# Camoflauge Printing



## 27louis (May 3, 2015)

Hey there all, I was wondering if anyone knew how I could print my line of Camoflauge on shirts and apparel. If you know any companies that do this that would be great too! Thanks and have a wonderful day!


----------



## Leg cramps (Feb 9, 2009)

hi looks like you need all over sublimation printing.


----------



## 27louis (May 3, 2015)

Thank you very much!!


----------



## carpediemandmore (Feb 4, 2013)

27louis said:


> Hey there all, I was wondering if anyone knew how I could print my line of Camoflauge on shirts and apparel. If you know any companies that do this that would be great too!
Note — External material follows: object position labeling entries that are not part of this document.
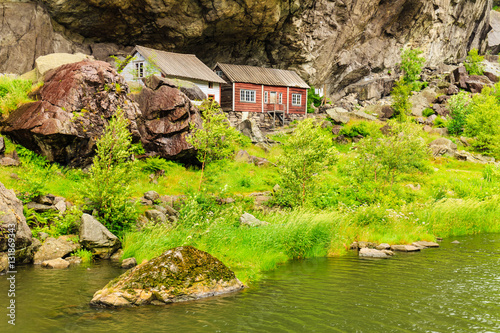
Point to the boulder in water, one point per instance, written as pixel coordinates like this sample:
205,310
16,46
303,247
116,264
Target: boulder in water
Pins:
180,274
Thanks and have a wonderful day!


Hey Anthony,
The real sharp looking printing results of different camo-styles are produced with different techs i am writing you few out of my experience for your kind info
i usually print them with the help of following techs :

"Conventional Green Army 
Digital
Ice
sand" (Rotary Printing on base fabric 100% cotton/ cotton blends Jersey/Fleece/French Terry)

"Base-5
Mossy-OAK
Real-Tree etc" 

(DTG If the base fabric stuff is 100% Cotton & Dye-Sublimation if Polyester fabric)

I am referring to my experience of Roll To Roll printing here not the single garment.

Attaching you my results for ref hope it will help you choosing the best way to print your designs.

Regards


----------



## 27louis (May 3, 2015)

Thank you that is very helpful too!!


----------